O Colégio do Caraça funcionou durante quase cento e cinquenta anos. Famoso pela qualidade e o rigor da educação ministrada, em sua galeria de ex-alunos figuram pelo menos dois presidentes da República: Afonso Pena e Arthur Bernardes. Encantado pelo lugar, Dom Pedro II um dia disse que só o Caraça já valia a visita a Minas. No Museu, é possível ver a cama em que dormiu o imperador e também ler trechos de seu diário, em que ele descreve a rotina que seguiu como hóspede da escola. Fechada em 1968, depois que um incêndio vitimou parte de suas instalações, hoje a sua sede é o centro de um santuário ecológico, onde se tem a chance de conviver com uma belíssima natureza, ainda bem preservada, o que não é pouco, em se tratando de área tão visada pela mineração. Ar puro e céu estrelado não têm preço…

Com setenta e seis quartos, o Caraça serve refeições bem preparadas e bastante saudáveis, já que muitos dos ingredientes utilizados saem diretamente da sua horta. A comida é saborosa. O café da manhã é irresistível para hóspedes como eu, amante das quitandas e das delícias da gastronomia tradicional do interior mineiro. Como não ceder diante dos biscoitinhos de nata ou do bolo de laranja feitos na hora? Outro ponto de interesse é a biblioteca. Dos cerca de cinquenta mil volumes de seu acervo original, quinze mil foram salvos do fogo. Constituem uma coleção importante, composta por obras raras e muito antigas. Na igreja, uma construção neogótica de meados do século dezenove, dá para contemplar o corpo embalsamado de São Pio Mártir e o talento do Mestre Ataíde, autor da “Última Ceia”. Uma das atrações mais sedutoras do Caraça, no entanto, é o ilustre visitante que, quase toda noite, aparece no seu adro.

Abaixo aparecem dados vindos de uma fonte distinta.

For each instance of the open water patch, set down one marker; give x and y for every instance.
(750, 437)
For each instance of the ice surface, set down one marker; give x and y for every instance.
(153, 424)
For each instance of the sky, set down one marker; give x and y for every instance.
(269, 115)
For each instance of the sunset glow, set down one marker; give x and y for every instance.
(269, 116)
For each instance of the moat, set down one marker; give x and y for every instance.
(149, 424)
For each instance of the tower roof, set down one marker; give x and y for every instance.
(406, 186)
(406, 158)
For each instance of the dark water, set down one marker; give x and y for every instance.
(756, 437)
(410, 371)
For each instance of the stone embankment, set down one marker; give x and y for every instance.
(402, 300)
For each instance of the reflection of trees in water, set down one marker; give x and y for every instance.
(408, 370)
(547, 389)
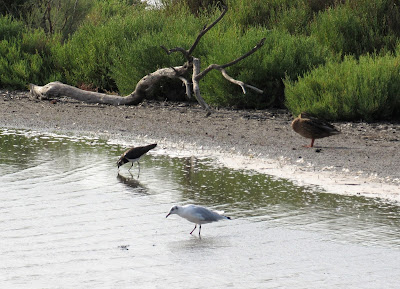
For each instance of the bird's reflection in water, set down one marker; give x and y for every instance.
(133, 183)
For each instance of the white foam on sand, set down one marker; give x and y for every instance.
(327, 179)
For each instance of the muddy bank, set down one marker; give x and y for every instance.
(362, 159)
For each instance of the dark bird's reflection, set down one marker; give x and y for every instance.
(133, 183)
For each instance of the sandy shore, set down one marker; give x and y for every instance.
(363, 159)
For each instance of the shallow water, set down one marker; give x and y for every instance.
(69, 220)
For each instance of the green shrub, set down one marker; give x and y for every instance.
(10, 28)
(283, 55)
(366, 89)
(26, 60)
(358, 27)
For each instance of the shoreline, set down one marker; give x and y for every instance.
(362, 160)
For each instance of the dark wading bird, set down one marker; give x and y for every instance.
(197, 214)
(133, 155)
(313, 128)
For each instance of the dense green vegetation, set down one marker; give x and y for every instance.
(333, 58)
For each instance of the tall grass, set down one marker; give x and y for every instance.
(366, 89)
(336, 57)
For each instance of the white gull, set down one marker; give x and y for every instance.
(197, 214)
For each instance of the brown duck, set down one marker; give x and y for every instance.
(313, 128)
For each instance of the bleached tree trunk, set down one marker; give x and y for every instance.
(147, 83)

Talvez tenha sido a primeira vez que Carlos e Gabriela viram um ‘lobo bom’, que não planeja ataques aos Três Porquinhos ou à Chapeuzinho Vermelho. Sem ter que manter a sua fama de ‘mau’, sem topete e sem arrogância, o elegante animal sobe os degraus da centenária escadaria calmamente, como quem fez reserva em um restaurante no qual é cliente preferencial. À vontade, aproxima-se da bandeja de ossos e restos de carne deixada à sua espera. Por cerca de vinte minutos, se farta, em banquete silencioso, da comida oferecida, em nada se importando com os flashes dos celulares ou os ruídos das máquinas fotográficas. Já está acostumado. Há vários anos, os exemplares de sua espécie fazem o mesmo percurso, incentivado pelos padres que administram a instituição. O contato com os humanos se dá de modo pacífico, sem qualquer problema. O emocionante espetáculo transcorre em clima nada ameaçador, de absoluto respeito. Parece um ritual em que todos sabem exatamente como devem comportar-se. Terminado o jantar, o bicho faz o caminho de volta, mergulhando, de novo, no breu da mata que cerca o majestoso templo.

Sob risco de extinguir-se, pelo menos nessas cercanias o guará está protegido, o que sossega um pouco o coração, sobretudo nesses tempos em que a fúria destruidora voltou, com força total, a pautar o noticiário internacional. É quando não dá para escapar da frase clássica, cunhada pelo dramaturgo romano Plautus e popularizada por Thomas Hobbes em “O Leviatã”. Os leitores sabem qual é.